Imagine you’re at a huge, bustling flea market. It’s packed with stalls, each overflowing with different items: books, clothes, electronics, toys. It’s a treasure trove of variety, but it’s also chaotic and overwhelming. Now, imagine if you had a magical guide. This guide has the power to instantly sort and rearrange the entire market. It groups similar items together – all the books in one corner, clothes in another, and so on. Finding what you need becomes not just easy, but fun!

This is what AI embeddings do, but in the world of data and computers. Our digital world is like this market – full of vast and varied information. Embeddings are like the magical guide, helping to sort and organise this data.

Understanding AI Embeddings

AI embeddings take all kinds of data – words, images, sounds – and transform them into what computer scientists call a ‘vector space’. Think of this vector space like a big, invisible map where each piece of data gets its own spot. This map is special because it keeps similar things close to each other. For instance, in this map of data, the word “happy” might be near “joyful”, and “sad” near “upset”.

The Magic of Vector Space

The idea of vector space might sound complex (like something out of Dr Who), but it’s quite simple. Imagine you’re drawing a dot for every item in your house on a piece of paper. Items that are alike, like socks, get dots close to each other. Items that are different, like a sock and a spoon, get dots far apart. This is essentially what embeddings do in their vector space. They turn complex, hard-to-understand data into a map of dots, making it easier for computers to understand and work with this data.

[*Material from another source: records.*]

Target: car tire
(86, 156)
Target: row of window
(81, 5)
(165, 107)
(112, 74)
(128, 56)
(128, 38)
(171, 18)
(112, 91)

How AI Embeddings Transform Data

So, how does this help? Well, it’s all about making connections and understanding context. Let’s say you’re using a translation app. When you type in a word, the app uses embeddings to find that word on its map. It then looks at what’s nearby to understand the word’s meaning and finds the best match in another language.

Or consider a photo-tagging feature on social media. When you upload a photo, the platform uses embeddings to understand what’s in the picture. It looks at where the photo’s data sits on the map and sees what other similar data is close by. This is how it recognises faces or objects.

The Everyday Magic of Embeddings

The beauty of AI embeddings is in their everyday magic. They’re the reason a music app (like Spotify) seems to know just the kind of songs you like. It’s because the app can see where your favourite songs sit in its vector space and suggests others that are close by.

It’s also how voice assistants understand your requests. They convert your words into a format they can place on their map and then figure out what you’re asking based on what those words are near.

In Conclusion

AI embeddings are like our magical guide in the vast flea market of digital information. They make sense of the chaos, finding patterns and connections we might not see. By turning data into a map of sorts, where everything has its place, they help computers understand and interact with our world in a way that’s smarter, more efficient, and a bit magical. This is the invisible wizardry behind many of the technologies we use and love today, making our digital interactions smoother and more intuitive.